A shutdown should do more damage now than then.  The U.S. recession in the early 1990s was far milder than the Great Recession and was more removed in time by November 1995 than is the case of the present moment from the last U.S. downturn.  Moreover, vestiges of the Great Recession persist.  Only twenty months from 1948 until the Great Recession had a jobless rate greater than the present level, and all but one of those was associated with the early 1980s when the back of double-digit inflation had be be broken.  A downturn in housing provided the spark that began the Great Recession.  In fact, it was a common belief early in the recession that sustained recovery would not be possible until housing hit bottom.  An upturn in residential real estate ended in mid-2010 and has now been completely reversed, leaving the Case-Shiller-20 index 31.8% below its July 2006 peak and still falling.

The global economic environment, like America’s, remains highly brittle.  Each day, investors and entrepreneurs keep an eye on unrest in North Africa and the Middle East, Japan’s series of related catastrophes, Europe’s sovereign debt woes and high long-term interest rates — another vestige of the post-2007 financial crisis — and the relentless climb of commodity prices.

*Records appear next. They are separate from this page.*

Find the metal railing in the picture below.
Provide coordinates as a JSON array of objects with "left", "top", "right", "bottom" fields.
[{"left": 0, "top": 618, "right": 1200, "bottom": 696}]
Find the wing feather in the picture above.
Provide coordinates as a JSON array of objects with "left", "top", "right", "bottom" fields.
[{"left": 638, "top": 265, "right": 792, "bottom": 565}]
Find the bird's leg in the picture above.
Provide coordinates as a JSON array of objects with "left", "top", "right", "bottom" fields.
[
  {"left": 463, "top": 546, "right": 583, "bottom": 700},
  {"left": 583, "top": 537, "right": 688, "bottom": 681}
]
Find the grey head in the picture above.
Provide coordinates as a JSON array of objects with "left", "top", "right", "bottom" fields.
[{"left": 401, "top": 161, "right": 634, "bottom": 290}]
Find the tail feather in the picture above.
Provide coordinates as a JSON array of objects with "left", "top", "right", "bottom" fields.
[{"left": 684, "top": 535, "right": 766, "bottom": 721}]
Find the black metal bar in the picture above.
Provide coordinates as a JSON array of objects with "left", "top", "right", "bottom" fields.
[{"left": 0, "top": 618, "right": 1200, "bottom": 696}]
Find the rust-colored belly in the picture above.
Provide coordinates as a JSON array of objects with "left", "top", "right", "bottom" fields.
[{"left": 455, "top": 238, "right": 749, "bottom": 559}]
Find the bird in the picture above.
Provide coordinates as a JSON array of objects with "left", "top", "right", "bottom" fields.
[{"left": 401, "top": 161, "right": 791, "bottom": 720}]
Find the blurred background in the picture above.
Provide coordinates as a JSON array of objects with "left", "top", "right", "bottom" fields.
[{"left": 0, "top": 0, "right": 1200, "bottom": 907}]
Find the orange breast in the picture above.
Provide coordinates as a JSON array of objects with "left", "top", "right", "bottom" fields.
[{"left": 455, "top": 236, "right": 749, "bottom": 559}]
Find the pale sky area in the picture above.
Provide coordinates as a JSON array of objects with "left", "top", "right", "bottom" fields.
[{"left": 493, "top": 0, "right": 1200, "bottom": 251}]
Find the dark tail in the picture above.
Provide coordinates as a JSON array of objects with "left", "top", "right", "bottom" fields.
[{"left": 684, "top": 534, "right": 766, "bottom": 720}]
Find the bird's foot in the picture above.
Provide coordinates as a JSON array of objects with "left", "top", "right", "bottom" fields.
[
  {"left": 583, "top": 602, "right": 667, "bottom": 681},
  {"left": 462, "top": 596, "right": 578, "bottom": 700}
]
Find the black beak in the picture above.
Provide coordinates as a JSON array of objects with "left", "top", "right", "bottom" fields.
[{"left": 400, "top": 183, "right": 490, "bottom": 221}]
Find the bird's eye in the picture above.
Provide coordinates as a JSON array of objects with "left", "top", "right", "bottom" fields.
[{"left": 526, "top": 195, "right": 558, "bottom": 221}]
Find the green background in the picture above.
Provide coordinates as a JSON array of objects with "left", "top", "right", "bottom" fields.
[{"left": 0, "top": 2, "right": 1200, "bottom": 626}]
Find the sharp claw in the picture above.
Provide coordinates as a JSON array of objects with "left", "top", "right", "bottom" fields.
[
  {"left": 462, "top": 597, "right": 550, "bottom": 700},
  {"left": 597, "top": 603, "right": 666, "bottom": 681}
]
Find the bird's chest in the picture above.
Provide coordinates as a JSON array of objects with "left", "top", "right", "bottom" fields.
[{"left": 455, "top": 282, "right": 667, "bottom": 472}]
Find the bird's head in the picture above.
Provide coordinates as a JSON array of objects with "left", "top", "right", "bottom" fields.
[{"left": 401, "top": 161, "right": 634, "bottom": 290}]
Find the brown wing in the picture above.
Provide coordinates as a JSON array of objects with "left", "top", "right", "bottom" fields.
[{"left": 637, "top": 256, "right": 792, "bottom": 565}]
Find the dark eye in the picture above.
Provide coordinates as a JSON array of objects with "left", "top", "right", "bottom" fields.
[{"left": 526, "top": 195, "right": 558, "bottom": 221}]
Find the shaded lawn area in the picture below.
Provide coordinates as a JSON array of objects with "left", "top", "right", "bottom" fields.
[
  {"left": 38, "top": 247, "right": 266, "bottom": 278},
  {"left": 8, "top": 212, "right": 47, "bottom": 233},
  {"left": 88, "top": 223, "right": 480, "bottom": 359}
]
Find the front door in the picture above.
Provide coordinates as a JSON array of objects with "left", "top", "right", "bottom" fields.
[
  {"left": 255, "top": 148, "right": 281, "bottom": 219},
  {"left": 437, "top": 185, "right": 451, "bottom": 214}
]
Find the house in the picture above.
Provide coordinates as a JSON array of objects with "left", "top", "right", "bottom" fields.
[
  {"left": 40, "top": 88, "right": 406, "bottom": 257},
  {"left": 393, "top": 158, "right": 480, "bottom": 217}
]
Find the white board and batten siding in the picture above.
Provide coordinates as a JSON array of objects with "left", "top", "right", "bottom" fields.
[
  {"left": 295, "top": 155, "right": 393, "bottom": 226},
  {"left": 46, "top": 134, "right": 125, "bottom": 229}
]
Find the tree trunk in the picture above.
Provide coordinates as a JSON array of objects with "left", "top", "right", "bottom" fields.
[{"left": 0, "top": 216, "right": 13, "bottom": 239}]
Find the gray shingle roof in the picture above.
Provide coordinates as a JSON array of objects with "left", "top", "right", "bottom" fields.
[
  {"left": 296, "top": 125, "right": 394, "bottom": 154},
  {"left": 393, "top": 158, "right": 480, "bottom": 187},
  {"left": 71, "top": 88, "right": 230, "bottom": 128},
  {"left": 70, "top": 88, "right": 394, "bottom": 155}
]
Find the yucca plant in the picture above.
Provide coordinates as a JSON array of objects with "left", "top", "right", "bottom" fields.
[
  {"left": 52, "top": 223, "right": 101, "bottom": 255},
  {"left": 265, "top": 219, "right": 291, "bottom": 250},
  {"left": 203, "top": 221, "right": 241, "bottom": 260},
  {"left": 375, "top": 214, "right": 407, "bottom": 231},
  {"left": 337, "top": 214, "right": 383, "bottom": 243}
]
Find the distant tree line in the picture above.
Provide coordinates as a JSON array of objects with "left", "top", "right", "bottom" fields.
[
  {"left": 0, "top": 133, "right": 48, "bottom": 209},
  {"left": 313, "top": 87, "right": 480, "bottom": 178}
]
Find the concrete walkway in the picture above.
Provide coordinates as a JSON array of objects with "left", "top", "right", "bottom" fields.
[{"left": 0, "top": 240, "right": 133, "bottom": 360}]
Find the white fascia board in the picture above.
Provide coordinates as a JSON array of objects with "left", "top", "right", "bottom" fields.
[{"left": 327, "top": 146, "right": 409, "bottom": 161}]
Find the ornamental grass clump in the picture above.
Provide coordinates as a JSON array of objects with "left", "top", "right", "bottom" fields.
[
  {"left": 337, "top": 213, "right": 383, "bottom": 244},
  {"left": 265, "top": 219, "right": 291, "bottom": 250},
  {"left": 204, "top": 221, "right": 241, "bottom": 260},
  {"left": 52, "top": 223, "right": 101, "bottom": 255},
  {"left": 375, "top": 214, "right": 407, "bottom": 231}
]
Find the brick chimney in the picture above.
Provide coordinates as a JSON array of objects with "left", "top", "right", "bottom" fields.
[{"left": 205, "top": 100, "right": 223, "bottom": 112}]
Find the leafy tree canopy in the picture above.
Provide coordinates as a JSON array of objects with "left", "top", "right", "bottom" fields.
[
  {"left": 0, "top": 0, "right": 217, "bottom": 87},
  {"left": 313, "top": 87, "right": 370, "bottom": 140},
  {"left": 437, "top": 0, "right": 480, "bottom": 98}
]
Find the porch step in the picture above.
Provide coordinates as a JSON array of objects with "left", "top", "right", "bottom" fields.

The world has changed radically during the past fifteen years, making the experience of 1995-6 an unreliable guide to what might occur if it happens again this spring.  Communications are very different now.  The Internet was at a rudimentary stage then, and smart phones had not been invented.  Many emerging economies had been growing briskly, but as a group they had not yet evolved into the engine of world growth played now.  U.S. dominance in geopolitics was unqualified a mere six years after the Berlin Wall came down and even less distant from the fall of the Soviet Empire.  Hardly anybody knew about Islamic terrorism, and even fewer cared about such.  1995 was still part of the the post-WWII era, and the mid-range of the American baby boomer generation was an age of only 42 years old.

I expect a Federal government shutdown soon and fear it may last longer than during the first episode.  The cultural dissimilarity between early 1996 and early 2011 increases the possibility of a shutdown now.  The warnings of Fed Chairman Bernanke and other authorities about the perils of this game of chicken are surrounded by too much uncertainty to act as a real deterrent.  Like fifteen years ago, the instigation for a shutdown will be political, and the reasons not to have one cannot be sufficiently understood in advance to trump the politics that makes a shutdown so tempting and seemingly righteous.